In a clinical pollen chamber open-label cross-over study with 36 patients with allergic rhinitis to grass pollen, a single dose of Bentrio demonstrated a significant reduction in the main symptoms of allergic rhinitis, with the protective effect setting in rapidly and lasting for four hours.
In September 2020, Altamira demonstrated that a key component of its Bentrio nasal spray, AM-301, trapped up to 99% of the Sars-CoV-2 virus, which causes COVID-19, when brought into contact with a viral suspension. In December, the company also obtained direct evidence that AM-301 has the potential to significantly mitigate the risk of infection of nasal mucosal cells.

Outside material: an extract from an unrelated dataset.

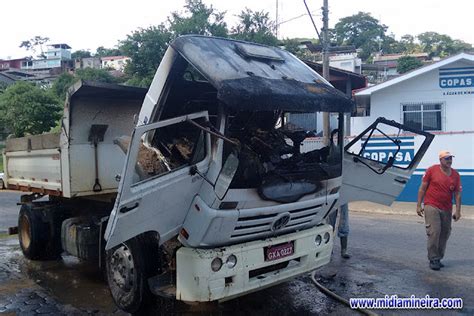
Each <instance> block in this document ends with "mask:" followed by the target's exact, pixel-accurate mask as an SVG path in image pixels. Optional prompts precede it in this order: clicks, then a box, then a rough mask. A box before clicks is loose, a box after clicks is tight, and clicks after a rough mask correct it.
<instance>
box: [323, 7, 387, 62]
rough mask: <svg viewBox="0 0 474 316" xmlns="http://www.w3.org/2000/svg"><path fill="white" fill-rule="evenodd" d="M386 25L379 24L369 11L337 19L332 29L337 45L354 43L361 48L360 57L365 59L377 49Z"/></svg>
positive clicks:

“The positive market reaction to the announcement of our great SARS-CoV-2 data with AM-301 in early December 2020 showed that investors do appreciate new projects,” Dr. Meyer says. “At the same time, it was not enough for reaching the critical mass we needed.”
Dr. Meyer says Altamira soon plans to start a clinical trial in India to advance the Sars-CoV-2 program, with a readout planned by the end of the year.
“Bentrio has a great market potential addressing frequent viral infections, allergies and air pollution, where more than 90% of the world’s population is exposed to unhealthy air, including China, which has 1.8 million premature deaths from air pollution.”
In its neurotology program, Altamira is developing a reformulated betahistine nasal spray, AM-125, for the treatment of vertigo. The company is completing enrolment in a Phase 2 proof-of-concept TRAVERS trial, with a readout by the end of 2021.
An interim analysis based on Part A of the Phase 2 trial demonstrated a positive dose-response relationship with active-treated patients performing up to 1.9 times to 2.4 times better in the two key balance tests. The company hopes to begin a Phase 3 trial in early 2022.
Oral betahistine tablets are no longer marketed in the U.S. because of efficacy issues but they remain the standard of care in the rest of the world, generating annual sales of about $450-million. “AM-125 addresses betahistine’s weak point: poor oral bioavailability of about 1%.”
In addition, Altamira has two other legacy projects under development – Sonsuvi, for acute inner ear hearing loss, and Keyzilen for acute inner ear tinnitus – that require Phase 3 studies, which could cost around $30-million.
“Because we are prioritizing RNA therapeutics, which is a high potential field, we are seeking to partner these legacy programs,” he says, adding that these are important markets because there are no FDA-approved treatments for acute inner ear hearing loss and acute inner ear tinnitus.
“Our key message is that we are a diversified company now that will become a pure play RNA-focused company over time, unlocking shareholder value in the process,” Dr. Meyer says. “And as we are going through this transformation, we have adopted a new corporate name to reinforce this new direction.”